Researchers at Carnegie Mellon University have developed a smart suitcase that can help blind people navigate airport terminals safely and independently. The suitcase sounds an alarm when there is an impending collision. Paired with a navigation app that provides turn-by-turn instructions, the smart suitcase has proven to be a smart solution for blind people trying to move around an airport.
"Despite recent efforts to improve accessibility, airport terminals remain challenging for people with visual impairments to navigate independently," says Chieko Asakawa, professor at Carnegie Mellon University's Robotic's Institute.
From the Carnegie Mellon University article: "BBeep helps clear a path. A rolling suitcase itself can help clear the way and can serve as an extended sensing mechanism for identifying changes in floor texture. BBeep, however, can also sound an alarm when collisions are imminent — both warning the user and alerting people in the area, enabling them to make room. A series of beeps begins five seconds before collision. The frequency of the beeps increases at 2.5 seconds. When collision is imminent, BBeep issues a stop sound, prompting the blind user to halt immediately.

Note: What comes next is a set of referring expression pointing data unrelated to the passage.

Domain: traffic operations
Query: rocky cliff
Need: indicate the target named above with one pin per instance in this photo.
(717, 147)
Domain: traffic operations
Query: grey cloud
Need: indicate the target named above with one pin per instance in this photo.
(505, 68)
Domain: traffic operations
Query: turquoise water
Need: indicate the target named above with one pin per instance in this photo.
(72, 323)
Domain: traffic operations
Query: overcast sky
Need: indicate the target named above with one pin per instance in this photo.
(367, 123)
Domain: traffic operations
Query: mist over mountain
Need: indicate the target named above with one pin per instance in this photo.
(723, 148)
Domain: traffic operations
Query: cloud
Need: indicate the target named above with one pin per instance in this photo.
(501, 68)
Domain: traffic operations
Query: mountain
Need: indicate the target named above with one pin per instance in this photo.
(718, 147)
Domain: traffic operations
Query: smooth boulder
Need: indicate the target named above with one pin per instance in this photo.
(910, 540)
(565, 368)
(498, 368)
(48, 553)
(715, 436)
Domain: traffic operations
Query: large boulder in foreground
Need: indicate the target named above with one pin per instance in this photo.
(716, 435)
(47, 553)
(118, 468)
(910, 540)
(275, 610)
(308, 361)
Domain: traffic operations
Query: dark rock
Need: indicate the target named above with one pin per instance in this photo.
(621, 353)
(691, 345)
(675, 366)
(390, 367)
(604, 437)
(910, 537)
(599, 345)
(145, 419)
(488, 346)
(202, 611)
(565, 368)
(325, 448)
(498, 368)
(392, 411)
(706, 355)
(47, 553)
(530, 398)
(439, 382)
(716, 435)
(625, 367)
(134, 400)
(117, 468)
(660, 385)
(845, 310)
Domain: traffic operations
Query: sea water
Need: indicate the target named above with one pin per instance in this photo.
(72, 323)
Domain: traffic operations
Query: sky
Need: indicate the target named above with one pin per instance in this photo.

In tests at the airport, six blind participants each wheeled BBeep with one hand and used a white cane in the other as they maneuvered through crowded areas. They were asked to walk five similar routes in three modes — one where the suitcase gave no warnings, another in which the warnings could only be heard by the user through a headset and another in which warnings were played through a speaker. A researcher followed each participant to make sure no one was injured.
The researchers said the speaker mode proved most effective, both in reducing the number of pedestrians at risk of imminent collision and in reducing the number of pedestrians in the user's path."